Où se trouve Étoile du Tigre, à présent ? se demanda-t-il. Sans doute bien à l’abri sur ses propres terres, impatient d’apprendre la fin tragique de sa tribu d’origine. Il attendait de pouvoir envahir leur territoire, tel un charognard, exalté par sa vengeance si parfaite.
Comme le ciel était couvert, Cœur de Feu n’avait aucun moyen de mesurer le passage du temps, mais bientôt il commença à craindre qu’un incident se soit produit. Pourquoi l’attente était-elle si longue ? Les chiens avaient-ils attrapé l’un de ses guerriers ? Il s’imagina Tempête de Sable déchiquetée par des crocs pointus et piétina le sol de son refuge, fou d’inquiétude. Il dut se raisonner pour ne pas rebrousser chemin. Et si mon stratagème n’était qu’une énorme erreur ? se dit-il. Avait-il exposé le Clan à un danger plus grand encore ?
C’est alors que malgré le grondement du torrent il perçut des aboiements ténus, qui devinrent très vite plus perceptibles. Les bêtes hurlaient dans la course folle qu’elles livraient contre les félins. Le vacarme s’accentua encore – il sembla envahir la forêt entière – et Plume Grise apparut soudain, courant si vite que son ventre touchait presque terre.

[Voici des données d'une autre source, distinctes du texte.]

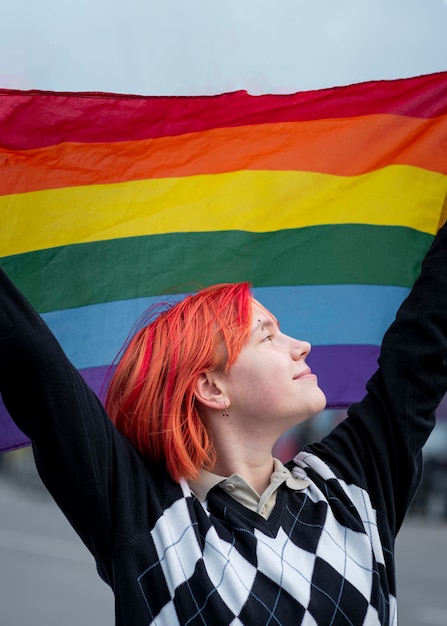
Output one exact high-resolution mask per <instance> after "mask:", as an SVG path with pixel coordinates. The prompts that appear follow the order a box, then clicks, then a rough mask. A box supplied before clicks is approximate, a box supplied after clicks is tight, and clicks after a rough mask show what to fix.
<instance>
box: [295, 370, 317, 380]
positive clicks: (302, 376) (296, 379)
mask: <svg viewBox="0 0 447 626" xmlns="http://www.w3.org/2000/svg"><path fill="white" fill-rule="evenodd" d="M300 378H315V374H312V370H311V369H310V367H308V368H306V369H305V370H304V371H303V372H301V373H300V374H297V375H296V376H294V377H293V380H298V379H300Z"/></svg>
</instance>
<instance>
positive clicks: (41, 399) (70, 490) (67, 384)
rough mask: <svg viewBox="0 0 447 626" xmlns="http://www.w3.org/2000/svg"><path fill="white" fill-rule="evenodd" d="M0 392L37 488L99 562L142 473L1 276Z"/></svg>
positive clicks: (111, 546) (119, 434) (113, 534)
mask: <svg viewBox="0 0 447 626" xmlns="http://www.w3.org/2000/svg"><path fill="white" fill-rule="evenodd" d="M0 391H1V393H2V396H3V400H4V403H5V405H6V408H7V409H8V411H9V413H10V415H11V417H12V418H13V420H14V421H15V422H16V424H17V426H18V427H19V428H20V429H21V430H22V431H23V432H24V433H25V434H26V435H27V436H28V437H29V438H30V439H31V441H32V445H33V449H34V453H35V458H36V464H37V467H38V470H39V473H40V475H41V478H42V480H43V482H44V483H45V484H46V486H47V487H48V489H49V491H50V492H51V493H52V495H53V497H54V498H55V500H56V502H57V503H58V504H59V506H60V508H61V509H62V511H63V512H64V514H65V515H66V516H67V518H68V519H69V521H70V522H71V523H72V525H73V526H74V528H75V530H76V531H77V532H78V534H79V535H80V536H81V538H82V539H83V541H84V542H85V543H86V545H87V546H88V547H89V549H90V550H91V551H92V552H93V554H94V555H95V557H100V558H102V559H104V558H106V555H107V554H108V553H109V552H110V550H112V549H113V546H112V542H113V541H114V540H115V541H116V537H117V532H118V531H117V528H116V525H117V524H121V526H122V527H123V528H125V527H126V524H127V522H129V524H128V532H132V518H133V519H135V517H136V516H137V515H136V514H135V511H132V509H131V507H132V506H134V507H135V506H138V502H136V503H131V502H130V500H131V495H130V494H131V493H132V491H133V489H134V488H135V485H136V482H137V481H138V477H139V476H140V477H145V474H146V473H147V472H143V471H142V466H143V464H142V461H141V459H140V457H139V455H138V454H137V453H136V451H135V450H134V449H133V448H132V446H131V445H130V443H129V442H128V441H127V439H125V438H124V437H122V436H121V435H120V434H119V433H118V432H117V431H116V429H115V427H114V426H113V424H112V422H111V420H110V419H109V417H108V416H107V415H106V413H105V410H104V408H103V406H102V404H101V402H100V401H99V399H98V398H97V397H96V396H95V394H94V393H93V391H92V390H91V389H90V388H89V387H88V386H87V384H86V383H85V381H84V380H83V379H82V377H81V376H80V374H79V373H78V372H77V370H76V369H75V368H74V367H73V366H72V364H71V363H70V362H69V360H68V359H67V358H66V356H65V354H64V353H63V351H62V349H61V348H60V346H59V344H58V342H57V341H56V339H55V337H54V336H53V334H52V333H51V331H50V330H49V329H48V327H47V326H46V325H45V323H44V322H43V320H42V319H41V318H40V317H39V315H38V314H37V313H36V312H35V311H34V310H33V308H32V307H31V305H30V304H29V303H28V302H27V300H26V299H25V298H24V297H23V296H22V294H21V293H20V292H19V291H18V290H17V289H16V288H15V287H14V285H13V284H12V283H11V282H10V281H9V279H8V278H7V277H6V275H5V274H4V272H3V271H1V270H0ZM129 483H130V485H129ZM128 502H130V503H129V506H128ZM118 503H119V504H118ZM117 508H119V510H118V511H117V510H116V509H117ZM126 516H127V517H129V518H130V520H128V519H126ZM119 520H121V521H119ZM114 525H115V527H114Z"/></svg>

À moins de six pas de lui cavalait le chef de la meute. Cœur de Feu n’avait jamais vu un colosse pareil. Il était gigantesque, deux fois plus gros au moins que les animaux de compagnie des Bipèdes. Ses muscles puissants jouaient sous un pelage ras d’un noir profond tacheté de brun. Sa mâchoire béante découvrait une rangée de crocs acérés, sa langue pendait. Il aboyait d’une voix rauque en tentant d’attraper sa proie.
« Que le Clan des Étoiles ait pitié de moi ! » chuchota le rouquin avant de s’élancer hors de sa cachette.

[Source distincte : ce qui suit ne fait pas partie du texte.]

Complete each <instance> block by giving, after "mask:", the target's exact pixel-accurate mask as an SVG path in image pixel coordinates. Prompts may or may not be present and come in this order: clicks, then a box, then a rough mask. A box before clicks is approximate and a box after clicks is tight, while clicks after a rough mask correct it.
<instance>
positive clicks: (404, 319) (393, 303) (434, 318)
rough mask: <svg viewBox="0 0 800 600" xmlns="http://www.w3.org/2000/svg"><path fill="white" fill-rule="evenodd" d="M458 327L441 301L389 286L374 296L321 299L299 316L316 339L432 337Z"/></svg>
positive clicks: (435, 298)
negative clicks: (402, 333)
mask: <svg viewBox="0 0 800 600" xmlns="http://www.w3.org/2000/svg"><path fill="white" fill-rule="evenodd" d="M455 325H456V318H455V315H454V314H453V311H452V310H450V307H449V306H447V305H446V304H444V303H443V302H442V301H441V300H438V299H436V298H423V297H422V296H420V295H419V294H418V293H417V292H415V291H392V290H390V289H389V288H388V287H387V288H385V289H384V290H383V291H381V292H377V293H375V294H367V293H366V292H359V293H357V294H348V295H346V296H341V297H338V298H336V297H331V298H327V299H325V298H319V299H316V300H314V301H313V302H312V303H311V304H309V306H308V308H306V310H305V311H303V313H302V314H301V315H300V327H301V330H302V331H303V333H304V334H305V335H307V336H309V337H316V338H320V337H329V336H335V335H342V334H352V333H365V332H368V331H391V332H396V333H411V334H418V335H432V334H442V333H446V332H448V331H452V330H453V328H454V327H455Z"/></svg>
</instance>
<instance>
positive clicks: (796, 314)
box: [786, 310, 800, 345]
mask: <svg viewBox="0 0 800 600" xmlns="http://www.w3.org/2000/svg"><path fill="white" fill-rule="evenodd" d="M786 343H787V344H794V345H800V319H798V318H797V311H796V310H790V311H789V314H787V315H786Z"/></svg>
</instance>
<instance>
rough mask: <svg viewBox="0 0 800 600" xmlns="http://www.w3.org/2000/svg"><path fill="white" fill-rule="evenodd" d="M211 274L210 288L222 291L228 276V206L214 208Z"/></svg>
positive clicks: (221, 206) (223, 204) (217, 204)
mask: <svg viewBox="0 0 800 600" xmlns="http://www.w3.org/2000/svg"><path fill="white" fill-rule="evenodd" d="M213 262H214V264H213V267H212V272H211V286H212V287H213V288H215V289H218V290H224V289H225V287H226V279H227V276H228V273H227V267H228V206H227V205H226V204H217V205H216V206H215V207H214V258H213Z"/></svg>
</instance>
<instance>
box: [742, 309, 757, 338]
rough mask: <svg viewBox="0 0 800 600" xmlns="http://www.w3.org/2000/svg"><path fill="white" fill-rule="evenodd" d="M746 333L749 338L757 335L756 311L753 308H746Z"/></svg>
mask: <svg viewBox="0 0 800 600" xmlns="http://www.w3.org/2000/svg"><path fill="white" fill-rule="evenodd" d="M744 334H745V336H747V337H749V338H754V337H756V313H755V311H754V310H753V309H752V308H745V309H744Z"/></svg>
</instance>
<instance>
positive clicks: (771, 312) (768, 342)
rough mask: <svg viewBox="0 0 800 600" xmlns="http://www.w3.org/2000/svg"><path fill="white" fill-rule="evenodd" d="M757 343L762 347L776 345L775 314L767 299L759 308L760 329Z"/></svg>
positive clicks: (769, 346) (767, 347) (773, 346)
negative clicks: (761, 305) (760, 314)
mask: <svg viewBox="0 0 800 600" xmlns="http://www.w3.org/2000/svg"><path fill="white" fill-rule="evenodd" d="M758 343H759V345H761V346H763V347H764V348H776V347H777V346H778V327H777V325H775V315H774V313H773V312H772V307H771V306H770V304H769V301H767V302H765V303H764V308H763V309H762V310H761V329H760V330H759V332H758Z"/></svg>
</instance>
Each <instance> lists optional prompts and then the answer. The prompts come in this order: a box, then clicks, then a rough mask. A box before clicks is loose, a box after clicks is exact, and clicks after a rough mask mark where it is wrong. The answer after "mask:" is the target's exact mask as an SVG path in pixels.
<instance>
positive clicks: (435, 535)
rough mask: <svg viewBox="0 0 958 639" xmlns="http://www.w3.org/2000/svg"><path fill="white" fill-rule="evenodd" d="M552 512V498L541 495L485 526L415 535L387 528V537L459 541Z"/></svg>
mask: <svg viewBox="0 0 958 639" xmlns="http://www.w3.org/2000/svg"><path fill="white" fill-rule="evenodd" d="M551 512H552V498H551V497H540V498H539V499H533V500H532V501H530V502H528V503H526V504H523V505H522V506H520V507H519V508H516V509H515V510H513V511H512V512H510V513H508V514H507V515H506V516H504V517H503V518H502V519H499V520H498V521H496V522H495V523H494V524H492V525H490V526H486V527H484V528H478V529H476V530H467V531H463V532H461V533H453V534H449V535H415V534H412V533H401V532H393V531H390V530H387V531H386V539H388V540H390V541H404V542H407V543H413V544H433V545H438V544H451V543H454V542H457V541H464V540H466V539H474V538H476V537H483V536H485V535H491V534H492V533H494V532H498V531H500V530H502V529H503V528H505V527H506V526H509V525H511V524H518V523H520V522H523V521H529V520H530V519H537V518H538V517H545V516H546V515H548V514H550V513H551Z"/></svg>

Il n’eut que le temps de voir Plume Grise grimper dans l’arbre le plus proche : il ne lui restait plus qu’à courir de toutes ses forces. Les hurlements semblèrent redoubler, et il sentit l’haleine chaude du chef de la horde sur ses pattes de derrière.
Pour la première fois, il se demanda ce qu’il ferait en atteignant le défilé. Il avait pensé se jeter de côté au dernier moment pour laisser ses poursuivants tomber dans le vide. Il comprenait maintenant que cette ruse s’avérerait impossible à appliquer. Les chiens étaient bien plus près de lui qu’il ne l’avait estimé.
Il serait peut-être contraint de sauter, lui aussi.
Si c’est le seul moyen de sauver le Clan, alors je le ferai ! se jura-t-il.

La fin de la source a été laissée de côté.